The musician said he uses solar power to generate electricity. No kitchen, no restroom. “I drink water by purifying rain water,” Kim said.

When asked about the inconveniences of such a lifestyle, Kim simply replied, “When you become too wealthy, you are bound to have a depraved mind. Thus we all need to let go of something to stay mentally healthy.”

Then he took me out to the beach, where he shared some of his stories related to music. Kim grew nostalgic talking about a drug peddler in his old neighborhood of Seochon, an old village in western Seoul.

“Those peddlers used to play the violin to lure buyers into our town. But, thinking about it, they were amazingly good players. It was truly unique in that they combined the melancholy traditional Korean sound with the Western instrument.”
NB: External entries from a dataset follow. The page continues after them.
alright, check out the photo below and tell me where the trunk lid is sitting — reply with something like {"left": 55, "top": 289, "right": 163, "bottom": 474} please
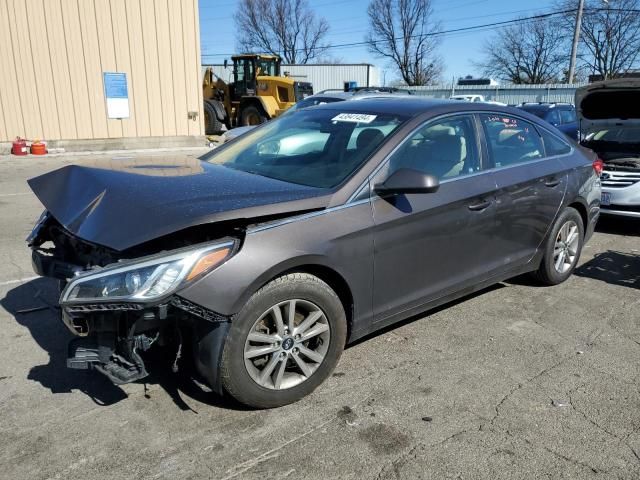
{"left": 575, "top": 79, "right": 640, "bottom": 134}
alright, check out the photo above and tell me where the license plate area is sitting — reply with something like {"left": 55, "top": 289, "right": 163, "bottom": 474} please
{"left": 601, "top": 192, "right": 611, "bottom": 206}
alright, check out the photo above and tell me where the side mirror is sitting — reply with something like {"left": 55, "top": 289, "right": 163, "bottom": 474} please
{"left": 224, "top": 59, "right": 228, "bottom": 70}
{"left": 374, "top": 168, "right": 440, "bottom": 195}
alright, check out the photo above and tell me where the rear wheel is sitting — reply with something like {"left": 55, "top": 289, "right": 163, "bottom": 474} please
{"left": 240, "top": 105, "right": 268, "bottom": 126}
{"left": 534, "top": 207, "right": 584, "bottom": 285}
{"left": 220, "top": 273, "right": 347, "bottom": 408}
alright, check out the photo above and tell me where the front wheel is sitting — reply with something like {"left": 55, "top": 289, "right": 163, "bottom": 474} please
{"left": 240, "top": 105, "right": 268, "bottom": 126}
{"left": 533, "top": 207, "right": 584, "bottom": 285}
{"left": 220, "top": 273, "right": 347, "bottom": 408}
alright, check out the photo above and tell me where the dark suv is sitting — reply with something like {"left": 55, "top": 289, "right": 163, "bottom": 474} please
{"left": 517, "top": 103, "right": 579, "bottom": 140}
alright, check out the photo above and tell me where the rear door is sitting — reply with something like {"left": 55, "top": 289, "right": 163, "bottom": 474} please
{"left": 370, "top": 114, "right": 502, "bottom": 322}
{"left": 480, "top": 113, "right": 569, "bottom": 269}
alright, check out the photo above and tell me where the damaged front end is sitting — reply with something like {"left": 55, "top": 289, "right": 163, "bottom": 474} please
{"left": 28, "top": 213, "right": 236, "bottom": 386}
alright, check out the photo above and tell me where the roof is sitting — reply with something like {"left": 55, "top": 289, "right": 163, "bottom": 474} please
{"left": 231, "top": 54, "right": 280, "bottom": 60}
{"left": 309, "top": 96, "right": 483, "bottom": 116}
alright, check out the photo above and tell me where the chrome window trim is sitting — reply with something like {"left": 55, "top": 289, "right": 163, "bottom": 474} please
{"left": 249, "top": 109, "right": 577, "bottom": 233}
{"left": 478, "top": 111, "right": 575, "bottom": 173}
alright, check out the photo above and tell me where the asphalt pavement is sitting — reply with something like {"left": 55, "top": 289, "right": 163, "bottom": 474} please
{"left": 0, "top": 153, "right": 639, "bottom": 479}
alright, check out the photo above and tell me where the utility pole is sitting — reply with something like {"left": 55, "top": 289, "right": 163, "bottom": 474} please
{"left": 568, "top": 0, "right": 585, "bottom": 84}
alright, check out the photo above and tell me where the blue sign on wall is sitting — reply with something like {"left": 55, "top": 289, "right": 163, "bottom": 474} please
{"left": 104, "top": 73, "right": 128, "bottom": 98}
{"left": 103, "top": 72, "right": 129, "bottom": 118}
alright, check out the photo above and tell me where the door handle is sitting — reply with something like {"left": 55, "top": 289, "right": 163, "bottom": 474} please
{"left": 468, "top": 200, "right": 492, "bottom": 211}
{"left": 544, "top": 178, "right": 561, "bottom": 187}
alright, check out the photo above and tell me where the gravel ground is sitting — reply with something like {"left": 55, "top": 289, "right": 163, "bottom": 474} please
{"left": 0, "top": 153, "right": 639, "bottom": 480}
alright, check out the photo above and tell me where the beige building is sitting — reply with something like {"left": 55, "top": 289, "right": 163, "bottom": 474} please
{"left": 0, "top": 0, "right": 204, "bottom": 145}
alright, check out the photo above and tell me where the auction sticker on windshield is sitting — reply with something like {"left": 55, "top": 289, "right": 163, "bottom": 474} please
{"left": 332, "top": 113, "right": 377, "bottom": 124}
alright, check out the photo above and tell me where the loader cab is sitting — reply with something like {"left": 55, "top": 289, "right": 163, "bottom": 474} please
{"left": 232, "top": 55, "right": 281, "bottom": 99}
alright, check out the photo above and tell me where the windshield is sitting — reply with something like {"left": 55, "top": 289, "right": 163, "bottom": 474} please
{"left": 257, "top": 59, "right": 277, "bottom": 76}
{"left": 202, "top": 108, "right": 407, "bottom": 188}
{"left": 584, "top": 128, "right": 640, "bottom": 145}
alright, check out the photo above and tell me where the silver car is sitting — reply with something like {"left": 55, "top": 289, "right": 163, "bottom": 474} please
{"left": 577, "top": 79, "right": 640, "bottom": 218}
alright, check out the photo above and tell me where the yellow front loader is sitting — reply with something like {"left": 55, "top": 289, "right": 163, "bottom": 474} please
{"left": 203, "top": 54, "right": 313, "bottom": 135}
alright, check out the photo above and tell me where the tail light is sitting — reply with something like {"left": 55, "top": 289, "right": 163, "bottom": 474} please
{"left": 593, "top": 157, "right": 604, "bottom": 176}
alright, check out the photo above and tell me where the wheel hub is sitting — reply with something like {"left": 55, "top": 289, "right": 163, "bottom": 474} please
{"left": 281, "top": 337, "right": 294, "bottom": 350}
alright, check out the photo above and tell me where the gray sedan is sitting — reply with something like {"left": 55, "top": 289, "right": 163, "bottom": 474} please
{"left": 27, "top": 98, "right": 601, "bottom": 408}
Kim Jin-muk then offered me home-cooked vegetables mixed with rice for dinner and talked about his interest in Western music. “I’ve always been intrigued by African-American music from the United States,” said the music critic, explaining why he wrote the book, “History on the Cruelty Toward African Americans” (2011).

“I wanted as many people to empathize with their history and how the historical background gave rise to jazz in the United States. I particularly think that funeral bands in New Orleans played a significant role in developing jazz.”

“Music is my life, and my life is music,” remarked the 62-year-old, who still dreams of achieving much more in the Korean music scene.